From 1887 to 1923, Levvy published the Band of Mercy and Humane Journal of New South Wales, a monthly periodical that she largely wrote and edited. Issued continuously from July 1887 to August 1923, the magazine was intended for both children and adults and reported on the activities of the Bands of Mercy and the Women's Society for the Prevention of Cruelty to Animals. It covered topics such as proposals for a lethal chamber for the humane killing of stray dogs and fundraising for a horse ambulance. The journal circulated widely, reaching readers in Australia, England, America, and parts of Asia, and Levvy also distributed copies personally to cab drivers, draymen, and others working with animals in Sydney. She reviewed submissions and frequently added editorial commentary, as well as contributing poems and short stories.
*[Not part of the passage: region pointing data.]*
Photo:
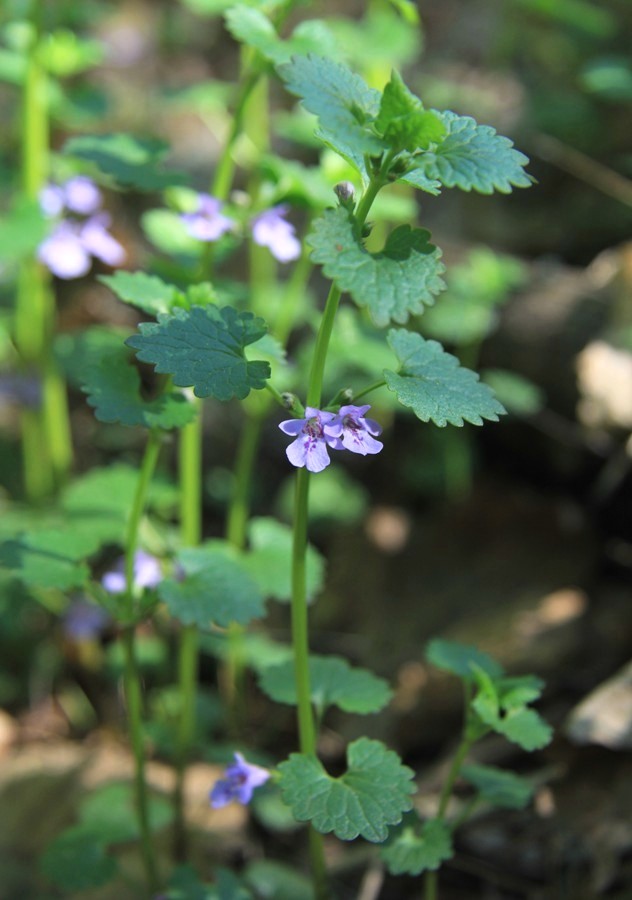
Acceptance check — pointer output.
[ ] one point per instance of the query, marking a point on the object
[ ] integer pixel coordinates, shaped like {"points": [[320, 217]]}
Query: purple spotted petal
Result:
{"points": [[271, 230], [241, 779], [100, 243], [207, 223], [63, 252], [81, 195], [51, 199]]}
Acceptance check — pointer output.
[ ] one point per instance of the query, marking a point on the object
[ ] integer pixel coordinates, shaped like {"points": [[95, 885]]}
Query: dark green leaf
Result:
{"points": [[433, 384], [345, 105], [217, 588], [371, 795], [411, 851], [333, 682], [133, 162], [146, 292], [460, 659], [113, 389], [501, 788], [204, 347], [403, 121], [50, 558], [474, 157], [394, 283]]}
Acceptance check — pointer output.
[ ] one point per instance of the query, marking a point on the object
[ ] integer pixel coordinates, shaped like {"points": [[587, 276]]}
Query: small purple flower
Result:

The periodical also inspired companion publications, including the Band of Mercy Advocate (1887–1891).

Levvy became well known for her writing and her effective use of the periodical press to promote kindness to animals and report on educational work. She encouraged essay writing and classroom discussion on animal welfare. Her publication helped to expand public engagement with animal protection and brought wider attention to the humane movement in Australia.

=== Death and legacy ===
In her later years she experienced blindness, was bedridden, and became almost deaf, but continued to oversee publication of her journal. She died on 29 November 1924 at her home in Waverley. On 1 December, she was buried at Randwick General Cemetery, South Coogee. Her will requested she be buried with her sister's oil paintings.

Former New South Wales Minister for Education Joseph Carruthers paid tribute to Levvy's contributions and established a school essay competition in her name. The Sydney Morning Herald obituary described her as being remembered for her devoted service to the prevention of cruelty to animals.

Elaine Stratford describes Levvy, as both a product of and ahead of her time. She notes that Levvy was deeply shaped by the progressive, evangelical, and reformist ideals of the 19th century but stood out for her forward-thinking use of journalism as a tool for social change. Stratford identifies Levvy's writing as her principal strength, a means by which she advanced humane education, built networks, and challenged limits on women's public roles. She argues that Levvy recognised the power of print to influence attitudes toward animals and saw children as active agents of social progress rather than passive learners. Her efforts, Stratford concludes, were "quietly radical" for their era, linking compassion, education, and media to achieve lasting change in animal welfare and public ethics.